ゆえに、VRMアバターを同期するには、以下の工夫が必要となります。

  • VRMファイルをアップロード、ランタイムロードできるサーバーを構築する
  • Unity側で、オンライン空間にアクセスした時に、全員分のVRMファイルをランタイムロードする
  • 位置、回転、アバター変更RPC、エモートRPCなどをPhotonで同期する
  • Photonで同期された情報をローカルサイドに読み込まれたVRMオブジェクトにセットする
  • 他のプレイヤーがアバターを変更したら、再度サーバーからVRMファイルをランタイムロードする

 したがって、VRMファイルをアップロード、ランタイムロードできるサーバーを構築する必要があります。かなり手間がかかりますが、仮に実用的なアプリケーションとしてリリースするのならば、ユーザー情報などのログイン機能も備えたサーバーは必須と言えるでしょう。

今回はRuby on Railsを使って、サーバーを構築しました。このプロセスは非常に長いので、後日記事にしたいと思います。

サーバーを構築したら、UnityWebRequestを用いてVRMファイルをダウンロードし、UniVRMの機能によってVRMオブジェクトを生成します。

アバター移動アニメーションを作る

さて、VRMオブジェクトに動きをつけたいと思います。

VRMファイルからランタイムロードされたVRMオブジェクトにはAnimatorコンポーネントが標準でアタッチされています。
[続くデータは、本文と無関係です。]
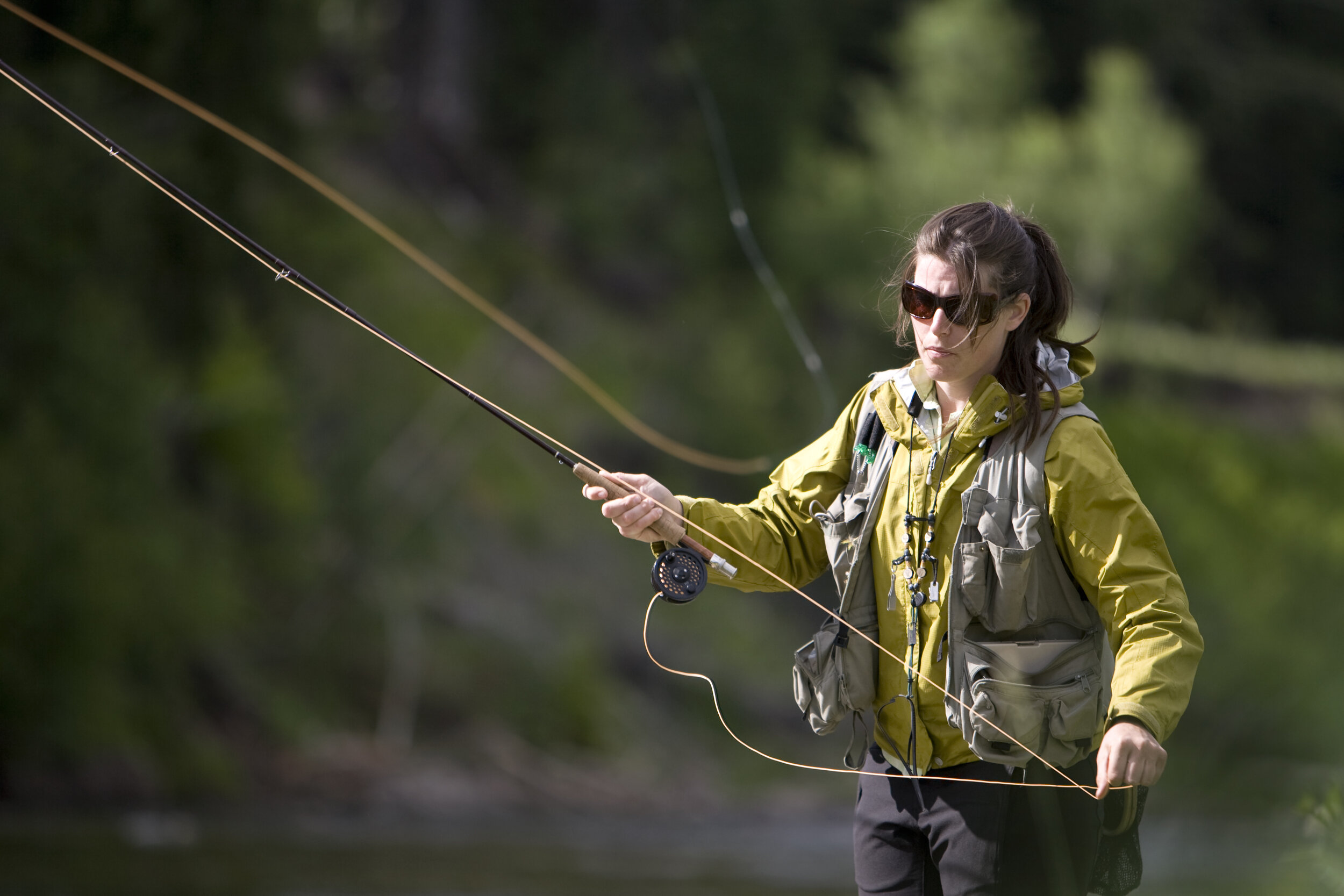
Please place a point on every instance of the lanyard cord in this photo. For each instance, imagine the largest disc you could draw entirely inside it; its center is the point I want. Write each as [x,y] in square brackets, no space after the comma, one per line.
[624,417]
[557,448]
[914,642]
Humanoid対応アニメーションを搭載したAnimatorControllerをアタッチすることによって、VRMオブジェクトをアニメーションさせることができます。

ただし、VRMファイルにはAnimatorControllerは存在しませんので、VRMオブジェクト生成時にAnimatorコンポーネントを取得して、外部からAnimatorControllerを代入します。
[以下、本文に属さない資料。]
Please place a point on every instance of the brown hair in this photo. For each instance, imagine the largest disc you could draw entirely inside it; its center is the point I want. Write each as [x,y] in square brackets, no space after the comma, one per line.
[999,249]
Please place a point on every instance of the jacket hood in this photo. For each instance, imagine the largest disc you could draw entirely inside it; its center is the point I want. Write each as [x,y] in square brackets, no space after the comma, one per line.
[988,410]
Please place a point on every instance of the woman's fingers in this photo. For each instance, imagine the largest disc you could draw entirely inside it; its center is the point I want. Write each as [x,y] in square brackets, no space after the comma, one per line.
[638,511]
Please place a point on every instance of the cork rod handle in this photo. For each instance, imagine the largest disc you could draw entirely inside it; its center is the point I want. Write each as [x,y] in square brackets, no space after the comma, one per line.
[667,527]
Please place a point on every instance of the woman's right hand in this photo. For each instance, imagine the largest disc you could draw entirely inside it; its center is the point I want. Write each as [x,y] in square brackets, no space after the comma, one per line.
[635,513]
アバターの移動アニメーションは、以下のUnity-Chan! Modelのアセットに含まれているアニメーションファイルを利用しました。

Unity-Chan! Model(Unity Assets Store)

そして、VRMオブジェクトはPhotonで同期されていないので、RPCによってローカルに反映させます。

エモート機能を搭載する

VRMファイルは、Skinned Mesh Renderer というBlend Shapeが設定できるメッシュがあり、そのBlend Shapeの値を変更することによって、メッシュの形状を変更することができます。

便利なことに、VRMオブジェクトには『VRM Blend Shape Proxy』というコンポーネントが標準でアタッチされており、このコンポーネントを用いることによって、簡単に複数のBlendShapeプロパティを変更することができます。
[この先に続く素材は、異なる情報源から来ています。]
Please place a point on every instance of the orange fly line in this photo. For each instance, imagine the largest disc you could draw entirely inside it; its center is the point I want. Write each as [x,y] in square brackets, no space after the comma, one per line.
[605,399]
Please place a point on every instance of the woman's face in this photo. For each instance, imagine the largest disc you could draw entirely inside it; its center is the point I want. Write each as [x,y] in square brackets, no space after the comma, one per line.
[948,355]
public void Emote(BlendShapePreset preset)
{
    // blendShapeProxyはVRMBlendShapeProxy型のインスタンス変数
    blendShapeProxy.ImmediatelySetValue(BlendShapeKey.CreateFromPreset(preset), 1.0f);
}

アニメーションと同様、VRMオブジェクトはPhotonで同期されていませんので、RPCでローカルに反映させます。

さいごに

 2022年12月12日現在、このメタバースは開発中なので、今後とも機能を追加したいと思います。アドカレの記事なので、拙速主義となってしまいましたが、最後まで読んでいただいた読者様には感謝いたします。テキストばかりで読みにくかったかもしれませんが、メタバース開発のヒントになれば幸いです。

それでは、よき創作ライフを!

・・・イーサリアムブロックチェーンを参照して、NFTと関連づけることは多分行わないと思います。